Despite having a really horrible cold, which has made me feel quite dreadful since last Tuesday, I decided to go for a slow walk this morning, to look at the pregnant heifers. While I was doing that, Stephan went out to check on and move the other cattle.
Here they are, all the R3 - rising three year old - heifers. (If you hover your mouse pointer over each animal, you can see who she is, and a bit of extra information about her.)
They're a bit of a mixed bag of shapes and sizes. Most of Bertrand's daughters are great boney beasts who look skinny until you get up close and see how much meat and muscle is really there. 348 is the heifer who helped feed Ivy's twins last year and 349 has also already had one calf.
These twelve and the three R2 heifers will bring the breeding herd this year, up to forty. We're aiming for 50 breeding cows, which we think is a number we'll carry quite comfortably on the farm in its present state of fertility and fencing. This winter we're still carrying too many steers, who are eating grass which could more usefully be eaten by breeding cows. Those steers will go next spring/summer, to the works as prime beef (except for one, which will go in our freezer).
Stephan found this piece of wasps' nest, fallen from the base of one of the epiphytes in a huge Puriri tree...
The layers are held together by small columns of the papery material. There's a dead bee between two of the layers, but I presume it's there by accident, perhaps it was dragged in by a wasp, as a meal.
Here's Abigail, pregnant and naughtily having jumped or pushed her way to the wrong side of the electric tape.

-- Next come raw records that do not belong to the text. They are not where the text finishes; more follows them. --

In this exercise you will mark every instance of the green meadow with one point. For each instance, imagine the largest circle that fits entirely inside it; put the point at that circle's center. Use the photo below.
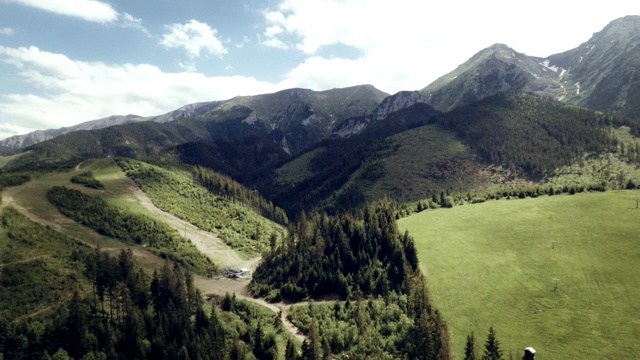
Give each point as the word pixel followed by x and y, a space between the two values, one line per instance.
pixel 558 273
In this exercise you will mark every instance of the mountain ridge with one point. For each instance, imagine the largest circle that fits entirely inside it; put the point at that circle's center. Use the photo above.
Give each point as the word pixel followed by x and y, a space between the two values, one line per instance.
pixel 601 74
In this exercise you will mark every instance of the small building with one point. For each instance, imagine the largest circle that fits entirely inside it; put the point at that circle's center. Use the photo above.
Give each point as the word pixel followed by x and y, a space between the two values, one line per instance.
pixel 244 273
pixel 529 353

She and the other two R2 pregnant heifers and Ivy, are all in our house paddock, which has been badly affected by the two frosts we've had on the last two Monday mornings. The Kikuyu grass is all bleached and dead on top after being the longest and lushest on the farm before then. Abigail has no doubt pushed her way under or through the electric tape in search of some longer grass, since at present she's almost as toothless as Ivy. Approaching her second birthday, her first pair of adult teeth have begun to erupt, pushing out her "baby" teeth. At the moment she has an inconvenient gap, making eating short grass quite difficult. That's not such a good thing when she is pregnant and still growing, herself.
We had a phone call to let us know that the rest of our lambs were booked to go to the meat-works on Tuesday, so we had to go and get them in this afternoon. We were managing very nicely, taking it quite quietly, since I can't move very fast at the moment, until the lambs met a patch of very wet mud and decided that escape under the fence was a much better option, than going where we wanted them to!
Stephan went to the top of the paddock to bring them all back again. The lambs, unlike the ewes, are not trained to come to a bucket of maize. That's partly because there was such a big mob of lambs this year and because only one of them was bottle-raised, so they just haven't had the same training as the ewes, who include so many tame ones. We eventually had to involve a few of the maize-mad ewes from a nearby paddock, to lead the lambs into the lane where we wanted them.
Eventually they were all in the yards, ready to be sorted out - checked to make sure we didn't send any skinny ones, and that they still all had only their lamb-teeth (by which the works grades them as lamb, rather than mutton).
Stephan and I are really missing our lovely duck. Stephan says he has particularly felt it when he's been out moving the cattle on his own. Ms Duck would have been with him, all the time following along, flying around, sitting on a fencepost next to him. The place seems very very empty, everything seems less bright.
This is a truck full of lambs...
The Moerewa works site apparently processes bobby calves (unwanted male dairy calves) on some days and on the days they don't do that, they do lambs, which is where these are all going. There are three layers in the truck - ours went to the top at the front, apparently.
It's one of those infrequent, but very welcome, clear blue days. The air is pretty cold, but at least there is sunshine, rather than the continuous rain we get so used to - and sick of - at this time of year.
Here's the ram, after yesterday being removed from his flock of ewes. We would have liked to take him away from them sooner, but didn't have anywhere particularly well-suited in which to keep him. He's in this small paddock with Damian, far away from the ewes and the few lambs which didn't go on the truck this morning.
Another frost this morning ...
... which will completely knock back any grass growth for a while. Climate forecasters predicted a warmer-than-usual winter this year, but so far, that's not the reality for us. We don't very often have so many frosts in our winters, it's usually just dreadfully wet and miserable, which also means little growth, but at least doesn't destroy what grass we've previously grown.